PETITION FOR REVIEW DISMISSED IN PART AND GRANTED IN PART; DECISION OF BOARD AFFIRMED IN PART, REVERSED IN PART, AND REMANDED.

. Beltran also sought other relief that we lack jurisdiction to address for reasons to be explained.

.There is conflicting evidence in the record concerning whether Beltran’s presence in the United States has been continuous since 1968 or 1970.

.Pub.L. No. 104-208, §§ 309(a), 309(c)(1) & (4), 110 Stat. 3009-546, 3009-625 to -627 (1996), amended by Pub.L. No. 104-302, 110 Stat. 3656 (Oct. 11, 1996).

.Section 309(c)(4)(E) of the transitional rules *1183denies us jurisdiction over the Board’s exercise of discretion pursuant to specifically listed statutes. The registry statute, 8 U.S.C. § 1259, is not among them.

. Section 1259 also renders ineligible for registry aliens who are "inadmissible under section 1182(a)(3)(E) of this title or under section 1182(a) of this title insofar as it relates to criminals, procurers and other immoral persons, subversives, violators of the narcotic laws or smugglers of aliens.”

. Section 408(d)(1) grants immunity from certain prosecutions to aliens who achieve permanent resident status under: 8 U.S.C. §§ 1160 or 1255a; § 902 of the Foreign Relations Authorization Act, Fiscal Years 1988 and 1989; § 202 of the Immigration Reform and Control Act of 1986; or 8 U.S.C. § 1259 (the registry statute). It also confers immunity on aliens who are granted special immigrant status under 8 U.S.C. § 1101(a)(27)(I). See 42 U.S.C. § 408(d)(1).

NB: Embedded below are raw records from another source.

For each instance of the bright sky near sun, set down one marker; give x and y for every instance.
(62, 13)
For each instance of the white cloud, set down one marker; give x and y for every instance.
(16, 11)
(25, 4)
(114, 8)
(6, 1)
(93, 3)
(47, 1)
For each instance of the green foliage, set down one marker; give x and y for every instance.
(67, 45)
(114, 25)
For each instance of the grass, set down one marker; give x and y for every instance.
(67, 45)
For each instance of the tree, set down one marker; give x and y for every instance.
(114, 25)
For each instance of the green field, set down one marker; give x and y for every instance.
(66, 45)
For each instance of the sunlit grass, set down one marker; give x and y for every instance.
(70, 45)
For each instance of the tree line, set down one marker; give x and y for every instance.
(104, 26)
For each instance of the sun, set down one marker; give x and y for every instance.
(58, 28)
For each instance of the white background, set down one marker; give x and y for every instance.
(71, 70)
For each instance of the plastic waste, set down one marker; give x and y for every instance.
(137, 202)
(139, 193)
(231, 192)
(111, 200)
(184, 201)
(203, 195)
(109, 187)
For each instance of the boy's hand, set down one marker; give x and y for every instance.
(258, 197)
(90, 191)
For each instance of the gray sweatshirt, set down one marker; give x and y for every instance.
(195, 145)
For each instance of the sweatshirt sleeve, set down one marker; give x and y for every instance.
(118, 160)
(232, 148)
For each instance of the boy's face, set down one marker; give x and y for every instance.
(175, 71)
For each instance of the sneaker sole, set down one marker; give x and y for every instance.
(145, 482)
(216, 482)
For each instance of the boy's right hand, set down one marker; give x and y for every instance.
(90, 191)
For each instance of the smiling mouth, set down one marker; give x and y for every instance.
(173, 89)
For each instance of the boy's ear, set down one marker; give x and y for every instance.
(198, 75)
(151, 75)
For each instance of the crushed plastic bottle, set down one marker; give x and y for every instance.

. Subsection (d) exempts qualified aliens from prosecution for conduct described in 42 U.S.C. §§ 408(a)(6), 408(a)(7)(A), and 408(a)(7)(B). Beltran was convicted under former 42 U.S.C. § 408(g)(2), now § 408(a)(7)(B).

. Congress was careful to exclude from the exemption those “who used a false social security number for otherwise illegal activity such as bank fraud or drug trafficking....” Conference Report at 948, 1990 U.S.C.C.A.N. at 2653. Also excluded were aliens "who sold social security cards, possessed social security cards with intent to sell, possessed counterfeit social security cards with intent to sell or counterfeited social security cards with intent to sell.” Id..; see 42 U.S.C. § 408(d)(2). Beltran has done none of these things.

.Section 408(d) also limited the exemption from prosecution to conduct "alleged to have occurred prior to 60 days after November 5, 1990.” Beltran was arrested in April 1991, shortly after the period provided in the statute expired. Thus she would not meet the time requirements for exemption.

. Thus the Supreme Court has stated:

[I]f a statute is silent or ambiguous with respect to the question at issue, our longstanding practice is to defer to the "executive department's construction of a statutory scheme it is entrusted to administer,” unless the legislative history of the enactment shows with sufficient clarity that the agency construction is contraiy to the will of Congress.

Japan Whaling, 478 U.S. at 233, 106 S.Ct. 2860 (citations omitted).






Dissenting Opinion

NOONAN, Circuit Judge,

dissenting:

The court reaches very far to perform a kindly deed. It reads a meaning into two statutes that Congress has not inscribed there, and it goes on to attribute to the Board a motive that the Board does not articulate. Beltran needed a social security number to live in the United States. But when she caused tax trouble for the number’s owner and was asked to stop, she did not. Not to mention that the Board’s interpretation of a statutory term should control, it was not an unreasonable exercise of discretion for the Board to deny her relief.